- Directed by: Craig Efros
- Written by: Craig Efros
- Produced by: Gary Adelman Craig Efros Mel Efros Tony Palermo
- Starring: Mykelti Williamson Lance Henriksen Matthew Carey
- Cinematography: Sidney Sidell
- Edited by: Sam Bauer
- Production company: Hollows Grove
- Release date: October 21, 2014;
- Running time: 81 minutes
- Country: United States
- Language: English

= Hollows Grove =

Hollows Grove, also released as Orphanage the Haunting at Hollows Grove, is a 2014 independent horror film and the feature film directorial debut of Craig Efros. It was released as a digital download on 21 October 2014 and stars Matthew Carey as a filmmaker that decides to create a documentary centering upon a ghost hunting team, only to find that this could be the last thing he ever does.

==Synopsis==
The film is framed with footage of an FBI agent (Mykelti Williamson), who introduces the footage as material shot during an episode for the paranormal investigation show S.P.I.T. (Spirit Paranormal Investigation Team). Most of the footage is taken from the camera of Harold (Matthew Carey), who was accompanying the team in order to shoot a documentary, but is interspersed with footage from other cameras on set. The movie then cuts to the start of Harold's footage.

Harold is shown to be a down-on-his-luck filmmaker, as he finds his normal job (creating footage for a comedy show) unfulfilling and has recently broken up with his girlfriend.
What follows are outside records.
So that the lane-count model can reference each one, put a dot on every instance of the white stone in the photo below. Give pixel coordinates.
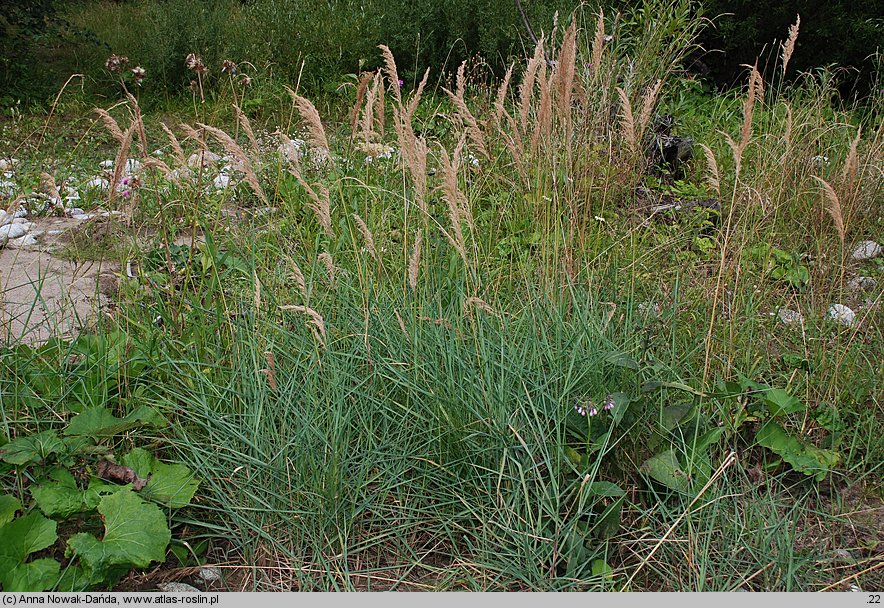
(842, 314)
(98, 182)
(203, 158)
(862, 283)
(789, 316)
(177, 588)
(21, 242)
(210, 575)
(13, 231)
(867, 250)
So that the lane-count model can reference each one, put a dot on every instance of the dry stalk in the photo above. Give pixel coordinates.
(233, 148)
(321, 205)
(176, 147)
(789, 46)
(366, 237)
(414, 262)
(315, 130)
(316, 319)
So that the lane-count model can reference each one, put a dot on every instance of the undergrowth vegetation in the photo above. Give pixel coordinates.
(480, 337)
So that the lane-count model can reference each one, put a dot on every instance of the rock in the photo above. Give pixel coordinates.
(23, 242)
(789, 316)
(177, 588)
(842, 314)
(209, 575)
(867, 250)
(862, 283)
(14, 231)
(98, 182)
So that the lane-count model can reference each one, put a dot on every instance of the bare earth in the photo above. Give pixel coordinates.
(42, 295)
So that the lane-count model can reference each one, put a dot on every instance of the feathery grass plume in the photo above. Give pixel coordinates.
(472, 126)
(499, 108)
(368, 113)
(366, 236)
(270, 370)
(329, 265)
(176, 147)
(848, 174)
(135, 109)
(833, 206)
(110, 124)
(416, 96)
(565, 70)
(247, 127)
(315, 318)
(239, 154)
(380, 109)
(417, 166)
(711, 169)
(756, 90)
(649, 102)
(526, 90)
(415, 261)
(120, 162)
(195, 136)
(627, 122)
(321, 205)
(544, 111)
(315, 131)
(598, 43)
(297, 276)
(789, 46)
(392, 73)
(361, 88)
(460, 81)
(452, 196)
(475, 303)
(47, 183)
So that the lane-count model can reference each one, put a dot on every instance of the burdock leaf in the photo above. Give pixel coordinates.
(136, 534)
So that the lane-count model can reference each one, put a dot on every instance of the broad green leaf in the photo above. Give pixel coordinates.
(100, 421)
(59, 497)
(666, 469)
(674, 415)
(136, 534)
(605, 489)
(38, 575)
(803, 457)
(780, 402)
(18, 539)
(170, 484)
(601, 568)
(31, 448)
(8, 506)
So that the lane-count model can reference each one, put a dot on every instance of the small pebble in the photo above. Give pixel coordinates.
(842, 314)
(862, 283)
(210, 575)
(177, 588)
(789, 316)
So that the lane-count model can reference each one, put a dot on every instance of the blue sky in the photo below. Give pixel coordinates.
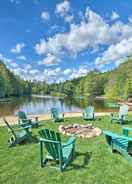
(59, 40)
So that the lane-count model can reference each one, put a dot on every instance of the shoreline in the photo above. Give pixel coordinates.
(13, 119)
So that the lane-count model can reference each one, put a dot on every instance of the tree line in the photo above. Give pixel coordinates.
(113, 84)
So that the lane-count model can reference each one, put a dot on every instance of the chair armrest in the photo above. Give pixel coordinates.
(21, 128)
(69, 142)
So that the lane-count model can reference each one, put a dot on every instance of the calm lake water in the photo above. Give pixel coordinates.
(39, 105)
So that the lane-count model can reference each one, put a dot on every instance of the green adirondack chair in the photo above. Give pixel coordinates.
(61, 154)
(120, 143)
(121, 117)
(56, 115)
(89, 114)
(24, 121)
(18, 134)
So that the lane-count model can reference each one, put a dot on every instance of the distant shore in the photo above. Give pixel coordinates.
(13, 119)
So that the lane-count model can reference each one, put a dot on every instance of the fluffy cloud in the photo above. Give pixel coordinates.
(89, 34)
(18, 48)
(92, 32)
(22, 57)
(67, 71)
(116, 53)
(51, 60)
(114, 16)
(45, 16)
(63, 8)
(68, 18)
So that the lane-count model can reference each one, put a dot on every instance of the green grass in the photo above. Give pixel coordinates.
(93, 164)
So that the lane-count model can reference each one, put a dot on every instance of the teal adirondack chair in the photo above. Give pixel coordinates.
(56, 115)
(89, 114)
(24, 121)
(121, 117)
(18, 134)
(120, 143)
(61, 153)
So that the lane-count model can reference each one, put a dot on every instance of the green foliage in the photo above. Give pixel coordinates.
(93, 162)
(11, 85)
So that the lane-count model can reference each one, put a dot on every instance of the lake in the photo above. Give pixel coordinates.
(42, 105)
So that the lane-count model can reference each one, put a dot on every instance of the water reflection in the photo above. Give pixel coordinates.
(42, 105)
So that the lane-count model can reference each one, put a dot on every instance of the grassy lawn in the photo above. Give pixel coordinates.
(93, 164)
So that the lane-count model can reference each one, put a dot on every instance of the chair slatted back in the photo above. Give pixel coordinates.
(55, 112)
(123, 111)
(90, 111)
(22, 116)
(9, 127)
(52, 142)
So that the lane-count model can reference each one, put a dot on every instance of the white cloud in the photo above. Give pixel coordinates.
(15, 1)
(67, 71)
(51, 60)
(22, 57)
(63, 8)
(45, 16)
(116, 53)
(18, 48)
(115, 15)
(92, 32)
(68, 18)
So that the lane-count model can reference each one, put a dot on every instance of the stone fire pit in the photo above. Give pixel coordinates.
(84, 131)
He's hoping that the documentary on S.P.I.T. will give him some much needed exposure in the entertainment world, but is disappointed when he finds that all of the supernatural elements and evidence seen on the show are fake, engineered by their special effects coordinator Bill (Lance Henriksen) for maximum entertainment. Despite this, he decides to continue with filming, as the group will be traveling to Hollows Grove, a former orphanage and hospital known for being exceptionally haunted.

At the site the building's caretaker Hector (Eddie Perez) tries to convince the group to leave, as he believes the Grove to be genuinely dangerous, as many people have died while investigating the building. However, the group chooses to ignore his advice and enters the building anyway. Once inside, they experience a number of seemingly paranormal events, which they dismiss as some of Bill's stunts. It's only when one of the events includes the dead body of a cat that they begin to become unsettled and start wondering if the events are truly real. As the night progresses the group experiences more and more phenomena, forcing them to realize that Hector's warnings were legitimate. These phenomena also result in separating the group members as they're attacked and killed one by one. Attempts to escape are unsuccessful. Eventually only Harold remains and he tries one last time to flee, only for him to be attacked and dragged into the building's basement, where he's thrown into a boiler and burned alive.

The film ends with Jones stating that the FBI investigated the building and found that there were no survivors save for one member, Julie (Bresha Webb), who is stuck in a coma after she threw herself out of a window. He also informs the viewer that they did find one piece of evidence, a swirling fog trapped in a clear container. As the film ends, a face surfaces in the fog and lunges at the camera. After the credits Julie is shown waking up in the hospital but is also revealed to be supernaturally possessed.

==Cast==
- Mykelti Williamson as FBI Agent Jones
- Lance Henriksen as Bill
- Matthew Carey as Harold Maxwell
- Sunkrish Bala as Roger Rafkin
- Bresha Webb as Julie Mercade
- Val Morrison as Chad Groan
- Matt Doherty as Tim Royce
- Eddie Perez as Hector Gustavo
- Gary Sievers as Homeless Man
- Tanc Sade as George
- Lindsey Smith-Sands as Nurse
- Michael Scott Allen as Additional Voice

==Reception==
Critical reception has been negative. Dread Central gave Hollows Grove one star, writing that while they were "mildly amused at the idea of how full of crap the crew knew they were about their show and its production", the film was ultimately a disappointment. HorrorNews.net was slightly more positive and they praised the performances from Henriksen and Doherty but overall panned the film for being too "tightly tucked inside the established blue print for this kind of found footage film, it never pushes any boundaries nor reaches for any taboos or new ground. It is decidedly by the books which makes it often dull."